Published 12:52 pm Sunday, August 16, 2015
WINDSOR – They will continue to push jobs and economic growth.
This comes from Region-Q Workforce Development Board Chairman Walter Dorsey when he gave an organizational update to the Bertie County Board of Commissioners at their Aug. 3 meeting.
With Bryant Buck’s appointment as Director of the Mid-East Commission (MEC) on July 1, the MEC will work with the five counties in the region (Hertford, Bertie, Martin, Beaufort, and Pitt) in implementing the new Workforce Innovation and Opportunity Act (WIOA), a program that replaces the Workforce Investment Act (WIA) which the Commission handled for nearly 30 years.
Region Q Workforce Investment Consortium, a public-private partnership, administers a five county system of workforce development programs that prepare citizens for the workforce, including those who are facing economic disadvantage, job loss, and other barriers to employment.
Serving the five counties, these programs also provide a central point for businesses for listing jobs, applicant screening and development of training systems.
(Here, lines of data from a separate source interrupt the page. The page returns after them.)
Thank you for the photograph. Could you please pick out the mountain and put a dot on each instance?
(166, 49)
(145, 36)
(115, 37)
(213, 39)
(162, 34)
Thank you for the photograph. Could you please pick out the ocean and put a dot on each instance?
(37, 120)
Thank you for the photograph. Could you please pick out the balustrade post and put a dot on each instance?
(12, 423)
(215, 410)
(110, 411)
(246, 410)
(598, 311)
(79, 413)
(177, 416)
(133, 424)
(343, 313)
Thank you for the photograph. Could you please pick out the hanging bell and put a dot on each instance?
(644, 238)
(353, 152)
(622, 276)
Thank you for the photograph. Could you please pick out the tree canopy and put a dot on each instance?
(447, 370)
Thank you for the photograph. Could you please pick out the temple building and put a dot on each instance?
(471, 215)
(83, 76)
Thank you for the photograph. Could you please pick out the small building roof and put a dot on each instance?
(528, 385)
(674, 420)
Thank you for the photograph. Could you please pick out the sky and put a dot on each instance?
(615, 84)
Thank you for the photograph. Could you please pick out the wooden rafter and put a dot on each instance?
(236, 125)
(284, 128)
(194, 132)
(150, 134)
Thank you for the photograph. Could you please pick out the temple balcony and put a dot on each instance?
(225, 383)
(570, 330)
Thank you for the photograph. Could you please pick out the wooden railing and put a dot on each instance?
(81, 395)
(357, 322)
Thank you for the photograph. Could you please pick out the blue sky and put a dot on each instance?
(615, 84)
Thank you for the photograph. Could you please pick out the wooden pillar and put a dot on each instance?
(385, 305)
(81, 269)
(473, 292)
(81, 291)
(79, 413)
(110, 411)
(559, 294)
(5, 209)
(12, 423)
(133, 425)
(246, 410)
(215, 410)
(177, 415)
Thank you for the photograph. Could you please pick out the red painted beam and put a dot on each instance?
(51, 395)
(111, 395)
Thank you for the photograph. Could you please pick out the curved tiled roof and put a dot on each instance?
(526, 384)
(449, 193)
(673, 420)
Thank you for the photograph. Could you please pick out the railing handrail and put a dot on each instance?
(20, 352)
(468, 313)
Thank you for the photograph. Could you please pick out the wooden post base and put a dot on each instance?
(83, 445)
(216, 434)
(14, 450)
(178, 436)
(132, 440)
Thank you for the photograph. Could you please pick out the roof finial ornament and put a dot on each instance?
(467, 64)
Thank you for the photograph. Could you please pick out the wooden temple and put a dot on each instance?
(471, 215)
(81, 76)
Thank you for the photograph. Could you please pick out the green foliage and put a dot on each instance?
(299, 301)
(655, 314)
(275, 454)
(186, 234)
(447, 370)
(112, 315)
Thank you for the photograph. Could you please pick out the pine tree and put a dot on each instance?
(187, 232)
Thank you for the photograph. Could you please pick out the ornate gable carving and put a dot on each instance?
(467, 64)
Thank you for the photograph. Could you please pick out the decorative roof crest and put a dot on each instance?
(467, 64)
The Workforce Development Board (WDB) develops policy and oversees these programs.
The counties have also agreed to work jointly as a consortium that will promote economic development in the region. Buck and Dorsey presented the consortium agreement to the Commissioners in May and the Board approved Resolution and Articles of Association for the WIOA as recommended.
“All five counties have ratified the agreement, so it’s in full force and effect,” Dorsey told the Commissioners.
Dorsey also reported that in adult expenditures, the WDB came in at 89 percent of its program dollars out of $1,206,000. He said similar groups across the state only reach 80 percent.
“So we’re in really good shape,” he added.
As for any funds that remain after disbursement, Dorsey said after a two-year period, the money is re-distributed through re-programming. He further said it was good news that because of so few plant closings or major lay-offs in the region, dislocated worker funds were held to 72 percent out of $902,000. A total of $1,030,000 was spent for youth employment training and education.
Workforce Board membership, made up of 19 members from the five counties of Region-Q, has altered membership guidelines. The changes come as Bertie has one certain open slot – and possibly a second – on the board to be filled. The board consists of two business representatives from each county (10), with the other nine members made up from small businesses, women, and minorities; all appointed by the County Commissioners.
“I leave this to (you) how you wish to dispose of that,” Dorsey said. “Whether you want to make contact or whatever; I don’t give names, I’ll work and serve with whoever is picked at the pleasure of the board.”
The Bertie vacancy is for a representative from organized labor, and the other could be coming from the private sector. Dorsey said he hoped the Bertie Commissioners could make their county’s appointment as soon as possible to make the next scheduled bi-monthly meeting in Williamston. Meeting months are January, March, May, September, and November.
“The next (Workforce) Board meeting is second Wednesday in September,” he reminded, “so I hope you can move as quickly on that.
Commissioner John Trent requested clarity on an ‘organized labor’ rep, and Dorsey said state employees’ organizations and national teacher’s groups would qualify.
“Somebody even mentioned the Postal Service,” he replied. “It’s a lot looser than it once was. I like to use organized labor because we don’t have that many.”
Chairman Ronald “Ron” Wesson inquired about attendance and participation.
“If we’re going to put people on, we want to make sure they’re going to be active, and if they’re not active we want to know about it because we’ll put somebody on who will,” Wesson stated.
“I agree with you,” Dorsey replied. “With this small board we keep them engaged, but they need to be there.”
He went on to state Bertie reps have been attending meetings, barring health issues and conflicts, which he said have been few.
Dorsey said the growth sectors for jobs in Bertie County, as well as across northeastern North Carolina – called the Northeastern Partnership – were in health care, advanced manufacturing, agri-science and bio-technology.
“You have a number of those representative companies in your county,” Dorsey maintained.
The Commissioners complimented Dorsey and the WDC, despite the challenges, for the work they’ve done.
“We’ve got good people all around the region, this isn’t just one person it’s a team,” Dorsey concluded.